Pour des puritains, le jeu était un double vice ; il était oisiveté improductive et profaning de Dieu. Des activités de jeu et de loisirs ont été vues par les puritains comme perte de temps qui pourrait, et devraient, être dépensé sur le travail productif.
Même l'acte du jeu a été également vu comme blasphème puisqu'il a impliqué demander à Dieu l'aide en provoquant des résultats (de gain) favorables dans un jeu.
De tels appels à la providence ont été vus comme frivole et équivalent de prendre le nom de Dieu en vain, puisqu'ils ont représenté un lancer un appel pour l'intervention divine dans les sujets insignifiants et pécheurs.
En conséquence, les chefs de la colonie de compartiment du Massachusetts passée une variété de lois (en grande partie inefficaces) contre activités de loisirs de jeu et autres et passe-temps qui ont été considérés comme une perte de temps.
En Pennsylvanie, les quakers ont partagé une aversion semblable à l'oisiveté et ont été commis établissant une colonie basée sur des principes religieux. Les lois passées entre l'american national standard 1682 1749 essayé à l'interdiction toutes les formes de jeu et étaient assez réussies tant que la colonie religieusement homogène.

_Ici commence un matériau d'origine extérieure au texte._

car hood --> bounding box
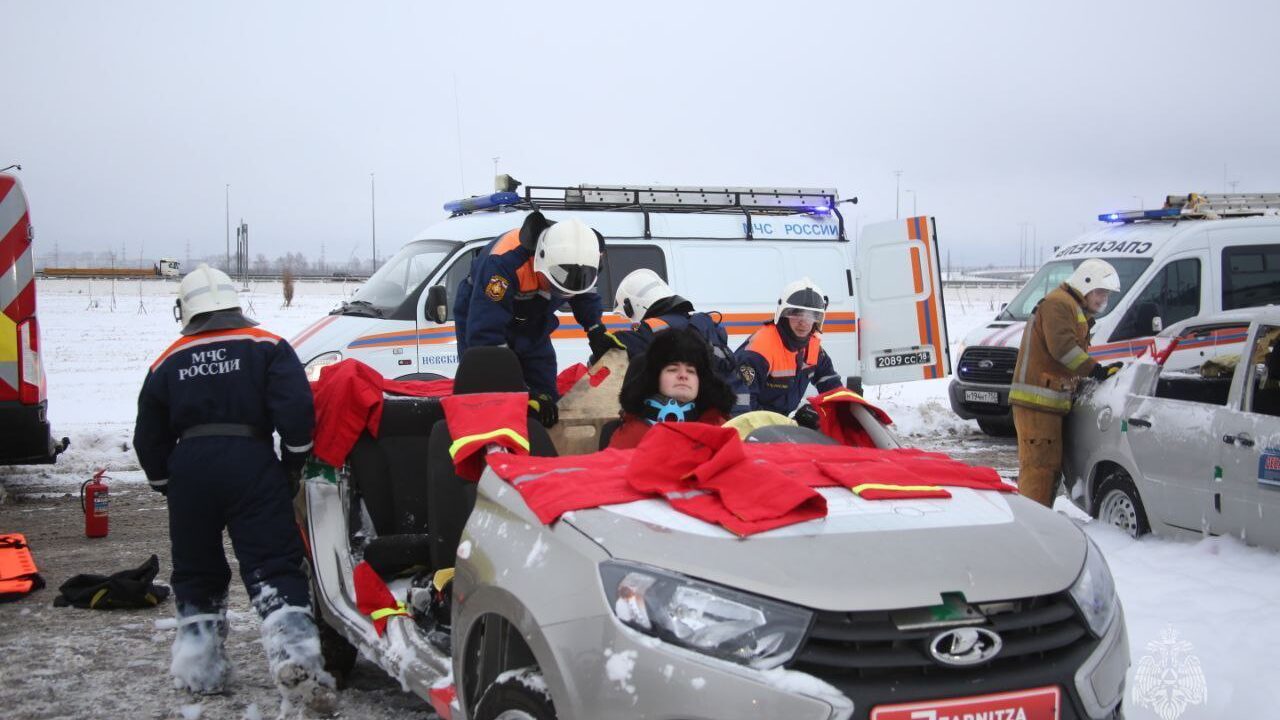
[964,320,1027,347]
[564,488,1087,611]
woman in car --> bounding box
[609,328,733,448]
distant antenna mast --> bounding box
[453,73,467,195]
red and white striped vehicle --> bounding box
[0,173,67,465]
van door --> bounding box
[413,240,489,379]
[854,217,951,384]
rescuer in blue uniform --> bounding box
[133,265,337,712]
[453,211,623,428]
[733,278,840,420]
[613,268,737,387]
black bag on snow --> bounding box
[54,555,169,610]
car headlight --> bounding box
[600,561,813,670]
[306,351,342,383]
[1071,538,1116,638]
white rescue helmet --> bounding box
[534,218,603,295]
[1066,258,1120,297]
[173,263,239,327]
[613,268,676,323]
[773,277,827,331]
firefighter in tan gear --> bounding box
[1009,259,1120,507]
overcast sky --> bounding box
[0,0,1280,265]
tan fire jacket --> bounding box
[1009,283,1097,415]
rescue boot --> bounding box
[169,612,229,694]
[262,605,338,715]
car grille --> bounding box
[788,596,1096,687]
[959,345,1018,386]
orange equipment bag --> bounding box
[0,533,45,602]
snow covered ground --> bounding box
[0,281,1280,720]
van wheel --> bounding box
[1093,469,1151,538]
[475,666,556,720]
[978,418,1018,437]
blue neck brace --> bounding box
[644,395,694,423]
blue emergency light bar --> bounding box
[444,192,520,214]
[1098,208,1183,223]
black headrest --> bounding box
[746,425,838,445]
[453,347,529,395]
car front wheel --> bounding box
[476,667,556,720]
[1093,469,1151,538]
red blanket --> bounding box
[440,392,529,482]
[488,423,1015,536]
[311,359,453,468]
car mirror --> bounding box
[424,284,449,324]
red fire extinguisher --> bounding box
[81,470,110,538]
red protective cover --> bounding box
[352,560,408,637]
[311,357,453,468]
[440,392,529,482]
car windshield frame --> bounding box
[343,240,465,316]
[996,258,1152,322]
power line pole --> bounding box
[893,170,902,220]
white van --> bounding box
[292,184,951,384]
[950,193,1280,434]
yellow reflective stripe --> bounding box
[849,483,942,495]
[431,568,453,592]
[1057,347,1089,372]
[1009,386,1071,413]
[369,602,408,620]
[449,428,529,457]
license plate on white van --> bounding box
[876,348,933,368]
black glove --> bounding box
[529,392,559,428]
[520,210,554,252]
[1089,363,1124,383]
[791,402,819,430]
[586,323,627,365]
[282,450,310,480]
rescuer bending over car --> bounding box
[453,211,626,428]
[733,278,840,429]
[614,268,737,384]
[1009,258,1121,507]
[133,264,337,712]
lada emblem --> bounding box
[929,628,1005,667]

Mais pendant que le temps continuait et la colonie devenait plus diverse en termes de religion et appartenance ethnique, le jeu est devenu plus commun. L'interdiction de la colonie des loteries a également créé le frottement avec la couronne anglaise puisque des billets anglais de loterie ne pourraient pas être vendus dans la colonie.
Dans d'autres colonies--- La Virginie, le Maryland, New York, et Caroline du Sud--- la perspective de pro-jeu commune en Angleterre est venue pour prédominer.

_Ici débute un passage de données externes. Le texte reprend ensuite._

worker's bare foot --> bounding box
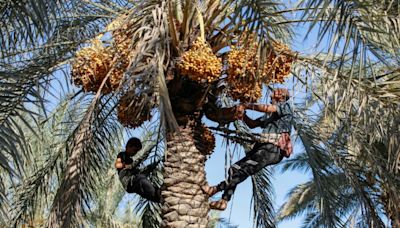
[210,199,228,211]
[201,185,218,196]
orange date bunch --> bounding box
[177,38,222,83]
[117,92,152,128]
[72,41,124,94]
[263,42,295,83]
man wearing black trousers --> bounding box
[115,138,161,203]
[202,89,293,210]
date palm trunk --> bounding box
[161,124,209,228]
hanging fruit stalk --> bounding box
[177,38,222,83]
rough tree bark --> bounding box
[161,124,209,228]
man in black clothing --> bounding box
[115,138,161,203]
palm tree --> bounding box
[1,0,290,227]
[0,0,400,227]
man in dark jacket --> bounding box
[202,89,293,210]
[115,138,161,203]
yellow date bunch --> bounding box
[226,38,262,102]
[226,35,294,102]
[177,38,222,83]
[117,92,152,128]
[264,42,295,83]
[71,41,124,94]
[193,123,215,155]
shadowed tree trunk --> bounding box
[162,124,209,228]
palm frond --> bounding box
[48,92,121,227]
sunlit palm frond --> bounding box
[251,169,275,227]
[48,91,122,227]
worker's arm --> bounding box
[243,114,262,128]
[114,158,124,169]
[242,104,277,113]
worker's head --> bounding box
[271,88,289,102]
[125,137,142,156]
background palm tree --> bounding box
[0,0,400,227]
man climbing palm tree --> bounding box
[115,138,161,203]
[202,89,293,210]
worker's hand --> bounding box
[234,104,245,120]
[124,164,133,169]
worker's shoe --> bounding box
[210,199,228,211]
[201,185,218,197]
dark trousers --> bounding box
[124,174,161,203]
[217,143,283,201]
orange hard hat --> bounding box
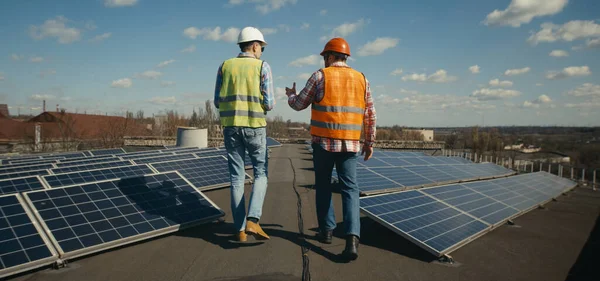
[321,37,350,56]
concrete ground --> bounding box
[7,145,600,281]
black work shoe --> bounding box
[342,235,359,260]
[317,230,333,244]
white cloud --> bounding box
[289,55,323,67]
[10,54,25,60]
[29,94,56,101]
[110,78,133,88]
[298,73,312,80]
[527,20,600,45]
[160,81,176,87]
[228,0,298,15]
[402,69,458,83]
[89,32,112,42]
[546,65,592,80]
[40,69,56,78]
[358,37,400,57]
[470,88,521,101]
[489,78,513,87]
[390,68,404,76]
[148,96,177,105]
[29,16,82,44]
[104,0,138,8]
[469,65,480,74]
[483,0,569,27]
[567,83,600,98]
[179,45,196,53]
[548,50,569,58]
[156,59,175,67]
[504,66,531,76]
[320,19,370,41]
[134,70,162,80]
[183,26,240,43]
[29,57,44,63]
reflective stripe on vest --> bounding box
[219,58,267,128]
[310,67,366,140]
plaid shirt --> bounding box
[288,62,377,152]
[213,52,275,111]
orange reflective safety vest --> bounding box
[310,67,367,140]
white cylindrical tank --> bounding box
[176,127,208,148]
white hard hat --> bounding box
[238,26,267,46]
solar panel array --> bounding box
[23,172,224,258]
[333,160,514,195]
[0,194,57,278]
[360,172,576,256]
[0,147,251,278]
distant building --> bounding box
[403,129,433,141]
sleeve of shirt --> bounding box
[364,78,377,146]
[213,64,223,108]
[288,71,323,111]
[260,61,275,111]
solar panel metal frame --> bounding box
[39,164,158,189]
[87,147,127,156]
[148,155,254,191]
[360,172,577,257]
[0,169,52,180]
[23,171,225,259]
[0,175,50,196]
[0,193,58,278]
[48,160,135,175]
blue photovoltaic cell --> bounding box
[150,156,244,190]
[0,194,56,278]
[24,172,224,257]
[0,170,50,180]
[50,161,132,175]
[88,148,125,156]
[0,176,44,195]
[131,153,197,164]
[0,164,54,175]
[54,156,119,168]
[360,172,576,255]
[267,138,281,147]
[43,165,154,188]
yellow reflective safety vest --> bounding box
[219,57,267,128]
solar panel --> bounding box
[0,169,50,180]
[332,162,515,195]
[150,156,250,190]
[0,176,45,195]
[54,156,119,168]
[23,172,224,258]
[50,160,133,175]
[0,194,57,278]
[42,165,154,188]
[88,148,125,156]
[267,137,281,147]
[360,172,576,256]
[132,153,197,164]
[0,164,54,174]
[119,150,168,160]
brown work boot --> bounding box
[246,221,271,240]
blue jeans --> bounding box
[223,127,269,231]
[312,143,360,238]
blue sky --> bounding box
[0,0,600,127]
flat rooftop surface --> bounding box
[5,145,600,281]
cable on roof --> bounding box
[288,158,311,281]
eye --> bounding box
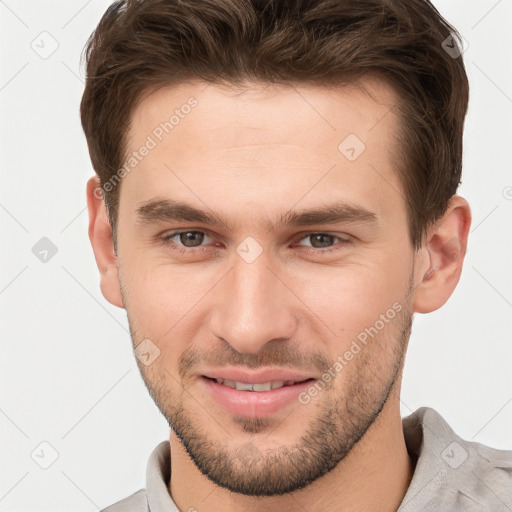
[297,233,351,252]
[162,231,215,252]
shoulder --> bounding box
[101,489,149,512]
[404,407,512,511]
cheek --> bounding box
[123,259,219,340]
[292,259,406,342]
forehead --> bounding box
[121,78,403,230]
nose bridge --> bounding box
[214,251,297,353]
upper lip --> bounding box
[202,368,315,384]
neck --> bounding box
[169,393,414,512]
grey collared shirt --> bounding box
[103,407,512,512]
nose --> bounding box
[211,250,300,354]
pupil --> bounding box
[180,231,203,247]
[311,235,332,247]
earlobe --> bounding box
[87,176,124,308]
[413,195,471,313]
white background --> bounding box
[0,0,512,512]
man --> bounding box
[81,0,512,512]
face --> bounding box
[118,80,416,496]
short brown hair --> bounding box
[80,0,469,249]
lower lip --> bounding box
[201,377,315,418]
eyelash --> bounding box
[160,229,352,254]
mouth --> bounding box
[199,369,317,418]
[203,375,315,393]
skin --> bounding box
[87,78,471,512]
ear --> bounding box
[413,195,471,313]
[87,176,124,308]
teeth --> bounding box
[215,379,295,391]
[235,382,253,391]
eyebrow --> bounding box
[136,199,379,232]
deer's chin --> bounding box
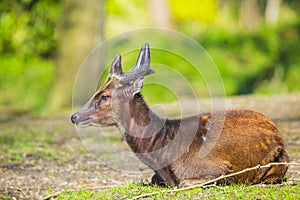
[75,118,95,128]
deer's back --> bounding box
[175,109,289,183]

Les propriétaires fonciers de la Virginie ont essayé d'émuler l'aristocratie anglaise en développant le cheval emballant en activité de loisirs importante.
La multiplication et l'emballage des chevaux ont été vus pendant qu'un « sport des messieurs », une prérogative culturelle qui a placé la classe aristocratique indépendamment des gens du commun.

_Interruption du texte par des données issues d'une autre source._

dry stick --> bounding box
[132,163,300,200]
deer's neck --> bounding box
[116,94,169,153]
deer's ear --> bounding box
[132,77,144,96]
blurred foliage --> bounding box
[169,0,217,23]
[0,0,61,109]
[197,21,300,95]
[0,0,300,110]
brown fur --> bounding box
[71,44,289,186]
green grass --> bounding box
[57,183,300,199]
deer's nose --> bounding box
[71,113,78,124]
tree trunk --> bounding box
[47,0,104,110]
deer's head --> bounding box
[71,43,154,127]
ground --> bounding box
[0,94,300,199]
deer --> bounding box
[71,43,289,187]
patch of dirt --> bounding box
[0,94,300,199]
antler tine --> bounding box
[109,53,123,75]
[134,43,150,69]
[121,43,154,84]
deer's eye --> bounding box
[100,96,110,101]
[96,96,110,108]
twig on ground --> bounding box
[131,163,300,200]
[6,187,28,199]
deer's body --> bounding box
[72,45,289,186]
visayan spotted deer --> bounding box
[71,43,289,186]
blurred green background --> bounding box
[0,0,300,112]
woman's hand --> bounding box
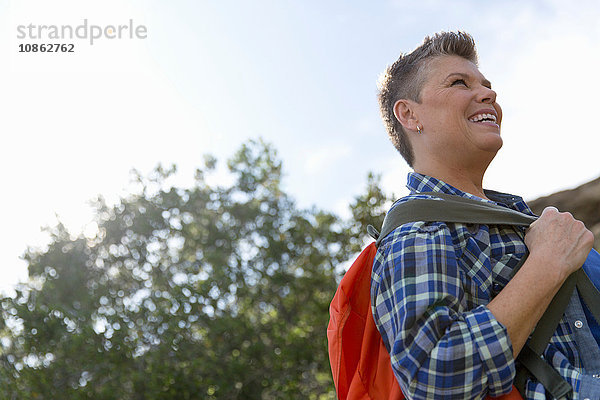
[488,207,594,357]
[525,207,594,283]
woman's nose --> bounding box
[479,86,496,103]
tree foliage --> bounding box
[0,141,390,399]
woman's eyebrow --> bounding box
[444,72,492,89]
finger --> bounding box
[542,206,559,215]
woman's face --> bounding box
[415,56,502,161]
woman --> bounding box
[371,32,600,399]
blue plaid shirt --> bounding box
[371,173,600,399]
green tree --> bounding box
[0,141,390,399]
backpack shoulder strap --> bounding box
[367,192,537,246]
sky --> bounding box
[0,0,600,293]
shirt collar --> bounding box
[406,172,533,215]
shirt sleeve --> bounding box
[371,222,515,399]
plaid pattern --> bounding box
[371,173,582,399]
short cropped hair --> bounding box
[377,31,477,167]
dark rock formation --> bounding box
[527,178,600,249]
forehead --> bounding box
[425,56,487,85]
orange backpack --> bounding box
[327,242,523,400]
[327,193,531,400]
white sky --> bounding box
[0,0,600,290]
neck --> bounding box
[414,159,489,200]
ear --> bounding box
[394,99,419,132]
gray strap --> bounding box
[576,268,600,323]
[368,193,588,398]
[376,192,537,246]
[515,344,573,399]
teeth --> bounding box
[469,114,496,122]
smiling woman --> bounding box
[364,32,600,399]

Cette dimension de classe à l'emballage peut être vue dans un cas cela soyez venu pour aller au devant dans le comté de York en 1674. Un planteur avait emballé son cheval contre celui d'un tailleur. Le tailleur a été puni avec une amende, et le planteur a été mis en stock pour une heure.
Les raisons pour ceci étaient qu'il était « contraire à la loi pour qu'un travailleur fasse une course, étant un sport seulement pour des messieurs ». À New York, Maryland, et Caroline du Sud, l'emballage de cheval était un passe-temps populaire. Dans la Caroline du Sud et d'autres régions méridionales de frontière, cockfighting était également populaire.